Among all the temples of Kundalpur, the most famous is the Bade Baba temple, with Rishabhanatha (affectionately termed “Bade Baba”) as the principal deity. Another temple — called Jal Mandir — is situated in the middle of Vardhamana pond, at the foot of the hill. A Samosharana temple was built that commemorated the 25th anniversary of the parinirvana of Lord Mahavira in 1974. A manastambha in the center of the dharmashala was constructed in 1975.

According to Alexander Cunningham, in 1884 there were 20 temples on the hill and 30 temples at the foot of the hill near the pond known as “Vardhamana Talao”. The temples are square blocks with dome roofs and pinnacles of different sizes.

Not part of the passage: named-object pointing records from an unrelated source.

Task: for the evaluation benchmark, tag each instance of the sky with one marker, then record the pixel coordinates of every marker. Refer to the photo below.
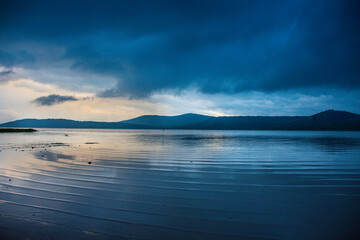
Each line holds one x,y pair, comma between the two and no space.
114,60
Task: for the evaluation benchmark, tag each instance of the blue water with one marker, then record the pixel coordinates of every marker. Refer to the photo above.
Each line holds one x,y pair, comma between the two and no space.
150,184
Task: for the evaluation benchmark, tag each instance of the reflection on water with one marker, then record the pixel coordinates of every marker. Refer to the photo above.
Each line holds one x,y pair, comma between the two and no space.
149,184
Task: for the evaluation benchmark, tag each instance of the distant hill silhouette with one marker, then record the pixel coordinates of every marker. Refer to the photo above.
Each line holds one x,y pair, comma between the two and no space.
328,120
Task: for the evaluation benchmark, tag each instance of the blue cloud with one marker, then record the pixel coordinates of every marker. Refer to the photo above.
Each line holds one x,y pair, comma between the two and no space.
216,46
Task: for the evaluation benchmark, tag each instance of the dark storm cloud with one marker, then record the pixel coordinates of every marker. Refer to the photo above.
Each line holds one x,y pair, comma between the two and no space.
53,99
215,46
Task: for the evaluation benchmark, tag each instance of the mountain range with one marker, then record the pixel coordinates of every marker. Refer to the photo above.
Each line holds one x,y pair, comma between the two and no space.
330,120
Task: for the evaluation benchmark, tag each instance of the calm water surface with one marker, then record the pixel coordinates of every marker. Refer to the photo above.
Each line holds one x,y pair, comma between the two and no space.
150,184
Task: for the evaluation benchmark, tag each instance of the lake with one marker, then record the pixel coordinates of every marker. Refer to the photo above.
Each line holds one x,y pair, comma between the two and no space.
179,184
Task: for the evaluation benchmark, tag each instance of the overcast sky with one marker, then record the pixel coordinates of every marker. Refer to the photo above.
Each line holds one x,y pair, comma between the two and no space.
113,60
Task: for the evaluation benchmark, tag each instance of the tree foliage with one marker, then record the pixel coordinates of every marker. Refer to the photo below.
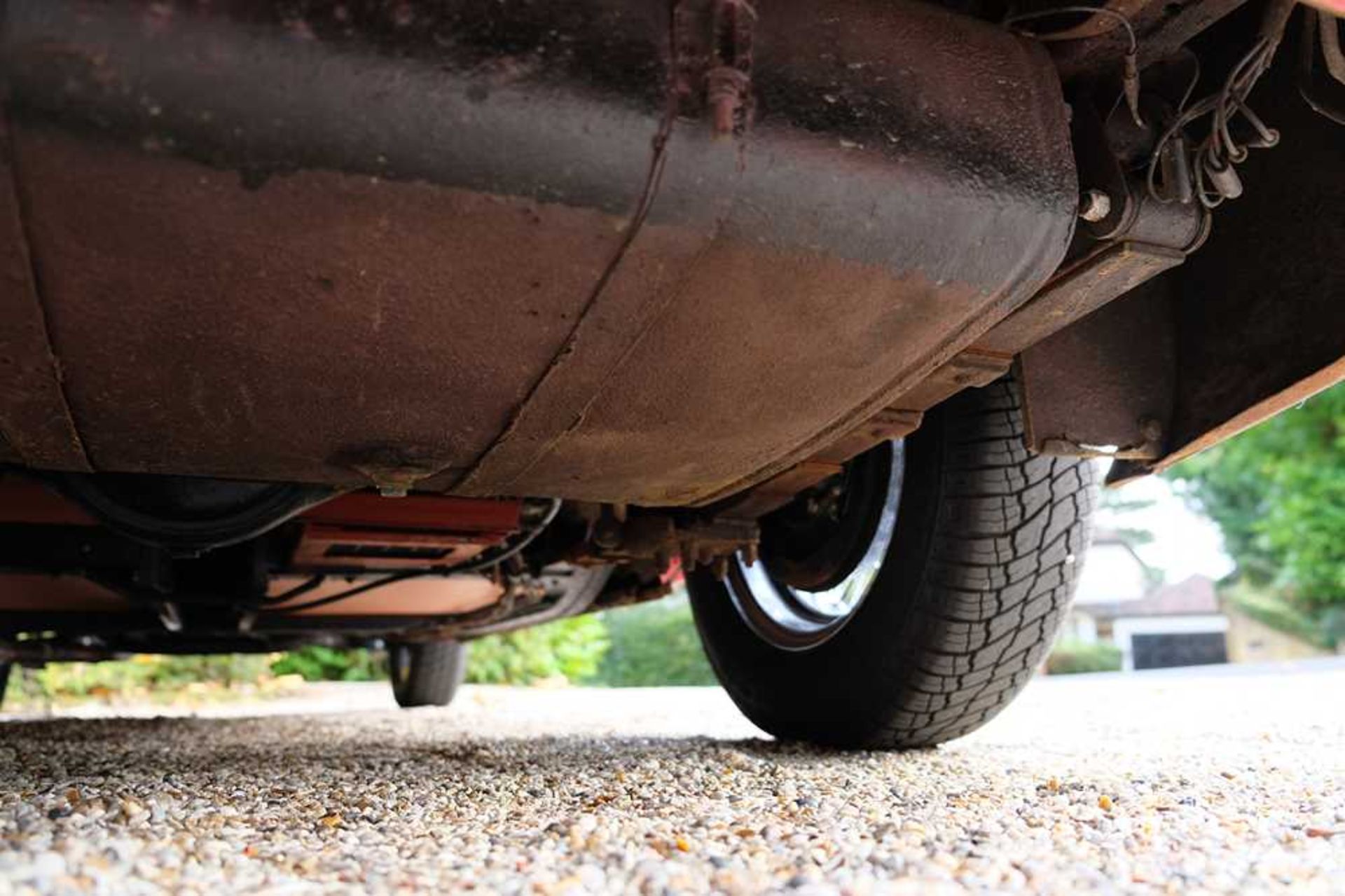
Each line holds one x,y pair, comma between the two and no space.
1278,494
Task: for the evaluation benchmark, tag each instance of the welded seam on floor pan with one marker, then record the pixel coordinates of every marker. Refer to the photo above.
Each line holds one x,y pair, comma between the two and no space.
35,416
649,193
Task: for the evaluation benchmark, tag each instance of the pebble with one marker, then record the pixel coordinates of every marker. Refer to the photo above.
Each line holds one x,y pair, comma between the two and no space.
589,792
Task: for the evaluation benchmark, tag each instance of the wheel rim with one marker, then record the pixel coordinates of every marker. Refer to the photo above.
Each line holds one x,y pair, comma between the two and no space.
799,618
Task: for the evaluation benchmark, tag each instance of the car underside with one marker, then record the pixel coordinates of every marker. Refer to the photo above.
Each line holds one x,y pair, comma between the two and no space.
412,322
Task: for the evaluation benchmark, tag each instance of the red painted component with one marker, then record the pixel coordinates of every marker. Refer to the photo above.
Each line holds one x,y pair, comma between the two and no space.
366,530
25,501
420,513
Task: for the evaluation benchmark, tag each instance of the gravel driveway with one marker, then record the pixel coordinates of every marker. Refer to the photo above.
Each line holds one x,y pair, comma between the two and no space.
1153,782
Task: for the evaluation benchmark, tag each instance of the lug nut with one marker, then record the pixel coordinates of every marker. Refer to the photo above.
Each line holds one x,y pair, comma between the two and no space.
1094,205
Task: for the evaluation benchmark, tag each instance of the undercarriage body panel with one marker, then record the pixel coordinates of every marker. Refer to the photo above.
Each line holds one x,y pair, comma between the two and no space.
592,251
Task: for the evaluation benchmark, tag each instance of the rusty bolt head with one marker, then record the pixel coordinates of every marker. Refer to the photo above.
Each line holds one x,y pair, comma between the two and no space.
1094,205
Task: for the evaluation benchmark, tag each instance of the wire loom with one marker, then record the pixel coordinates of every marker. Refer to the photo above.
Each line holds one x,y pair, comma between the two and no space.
1212,162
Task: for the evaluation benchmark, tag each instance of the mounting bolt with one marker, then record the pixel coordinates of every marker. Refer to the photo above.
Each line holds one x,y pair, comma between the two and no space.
1094,205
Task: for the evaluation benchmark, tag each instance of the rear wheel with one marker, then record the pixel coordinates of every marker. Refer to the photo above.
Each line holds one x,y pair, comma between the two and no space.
907,602
427,675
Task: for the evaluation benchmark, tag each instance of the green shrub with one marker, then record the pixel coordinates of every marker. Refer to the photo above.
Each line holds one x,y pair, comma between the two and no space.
1072,657
331,663
654,645
570,649
1316,627
143,676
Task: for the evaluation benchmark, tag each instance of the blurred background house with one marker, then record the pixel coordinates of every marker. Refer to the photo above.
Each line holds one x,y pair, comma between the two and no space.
1125,605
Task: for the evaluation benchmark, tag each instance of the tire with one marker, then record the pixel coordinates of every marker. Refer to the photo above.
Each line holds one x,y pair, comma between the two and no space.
963,608
427,675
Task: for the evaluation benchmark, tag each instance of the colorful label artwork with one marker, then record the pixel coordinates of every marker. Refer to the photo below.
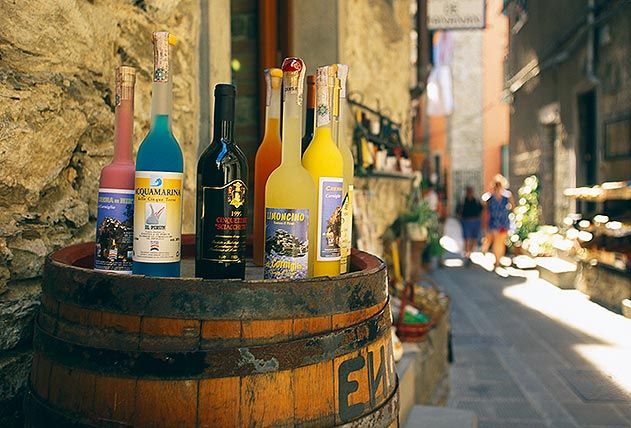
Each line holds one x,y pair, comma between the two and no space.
286,243
158,217
224,223
329,218
114,231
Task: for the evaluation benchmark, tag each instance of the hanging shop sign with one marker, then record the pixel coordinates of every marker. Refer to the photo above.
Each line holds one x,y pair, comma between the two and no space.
455,14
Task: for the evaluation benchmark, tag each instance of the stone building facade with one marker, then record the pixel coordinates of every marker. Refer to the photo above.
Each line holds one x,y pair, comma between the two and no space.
465,147
57,62
373,38
569,75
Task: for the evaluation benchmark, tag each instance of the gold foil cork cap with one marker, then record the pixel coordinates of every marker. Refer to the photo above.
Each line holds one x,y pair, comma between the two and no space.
342,74
325,79
161,41
273,80
125,81
293,69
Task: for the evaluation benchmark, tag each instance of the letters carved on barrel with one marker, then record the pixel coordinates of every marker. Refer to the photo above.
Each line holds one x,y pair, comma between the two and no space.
127,350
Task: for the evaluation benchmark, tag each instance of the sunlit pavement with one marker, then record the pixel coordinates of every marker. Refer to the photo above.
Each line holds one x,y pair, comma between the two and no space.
527,354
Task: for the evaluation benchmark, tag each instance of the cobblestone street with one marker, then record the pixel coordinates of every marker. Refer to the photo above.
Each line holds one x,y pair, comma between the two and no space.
527,354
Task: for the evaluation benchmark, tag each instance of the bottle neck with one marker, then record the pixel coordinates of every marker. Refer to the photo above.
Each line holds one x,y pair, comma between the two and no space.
223,130
310,121
123,131
223,123
291,147
161,103
323,113
272,116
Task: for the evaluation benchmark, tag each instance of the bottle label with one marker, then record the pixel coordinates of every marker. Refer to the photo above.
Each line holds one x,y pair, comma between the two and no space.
114,231
346,232
224,223
286,243
158,217
329,218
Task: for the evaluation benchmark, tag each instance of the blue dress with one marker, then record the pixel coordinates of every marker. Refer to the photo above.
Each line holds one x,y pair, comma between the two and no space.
498,212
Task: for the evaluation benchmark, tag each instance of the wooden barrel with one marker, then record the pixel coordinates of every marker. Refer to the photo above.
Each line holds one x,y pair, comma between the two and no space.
116,351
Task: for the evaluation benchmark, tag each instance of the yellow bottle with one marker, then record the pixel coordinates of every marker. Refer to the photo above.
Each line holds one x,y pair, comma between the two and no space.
324,162
343,143
267,158
290,196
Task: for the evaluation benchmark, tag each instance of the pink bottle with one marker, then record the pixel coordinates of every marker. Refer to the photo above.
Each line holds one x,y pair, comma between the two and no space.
115,214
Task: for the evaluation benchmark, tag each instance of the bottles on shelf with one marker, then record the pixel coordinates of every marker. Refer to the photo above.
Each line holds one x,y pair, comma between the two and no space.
290,194
222,176
267,158
324,162
310,113
344,145
158,183
115,210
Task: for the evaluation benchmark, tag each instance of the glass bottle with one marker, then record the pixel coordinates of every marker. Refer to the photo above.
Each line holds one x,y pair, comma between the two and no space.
344,144
267,158
222,176
324,162
115,209
290,195
159,173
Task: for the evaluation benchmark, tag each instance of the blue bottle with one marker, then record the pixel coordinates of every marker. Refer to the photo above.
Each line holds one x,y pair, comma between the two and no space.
159,175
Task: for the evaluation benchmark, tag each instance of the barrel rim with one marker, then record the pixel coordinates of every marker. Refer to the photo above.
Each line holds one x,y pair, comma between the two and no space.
213,362
36,407
66,256
196,298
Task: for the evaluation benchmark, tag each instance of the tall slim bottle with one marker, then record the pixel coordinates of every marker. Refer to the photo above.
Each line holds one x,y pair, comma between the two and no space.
267,158
324,162
310,119
290,195
159,172
343,143
115,210
222,177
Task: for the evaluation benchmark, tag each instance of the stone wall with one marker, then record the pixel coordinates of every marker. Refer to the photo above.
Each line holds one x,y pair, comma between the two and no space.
603,285
377,202
555,154
57,61
373,38
466,149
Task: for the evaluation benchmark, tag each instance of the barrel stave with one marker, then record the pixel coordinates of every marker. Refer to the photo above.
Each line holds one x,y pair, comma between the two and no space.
132,351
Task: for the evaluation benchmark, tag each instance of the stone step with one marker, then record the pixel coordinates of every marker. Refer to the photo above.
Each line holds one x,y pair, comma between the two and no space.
440,417
557,271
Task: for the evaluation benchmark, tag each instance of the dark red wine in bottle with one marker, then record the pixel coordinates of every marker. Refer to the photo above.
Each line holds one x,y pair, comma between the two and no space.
222,177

The original Bade Baba temple, estimated to date from the 6th century CE, was the oldest temple at Kundalpur. It included smaller shrines and temples, and was enclosed within a fortified compound with tall rubble masonry walls on top of the hill. The main garbhagrih contained the Bade Baba pratima which along with its parikar (including the Parshvanth images) occupied the entire back wall. According to an inscription in the temple, the temple was renovated by the disciples of Bhattaraka Surendrakirti, with assistance from Bundela ruler Chhatrasal. The 4th line of the inscription — which is dated 31 December 1700 CE — mentions the name of Mahavira, and line 8 mentions the terms Jina Marga (the “path to liberation”) and Jinadharma.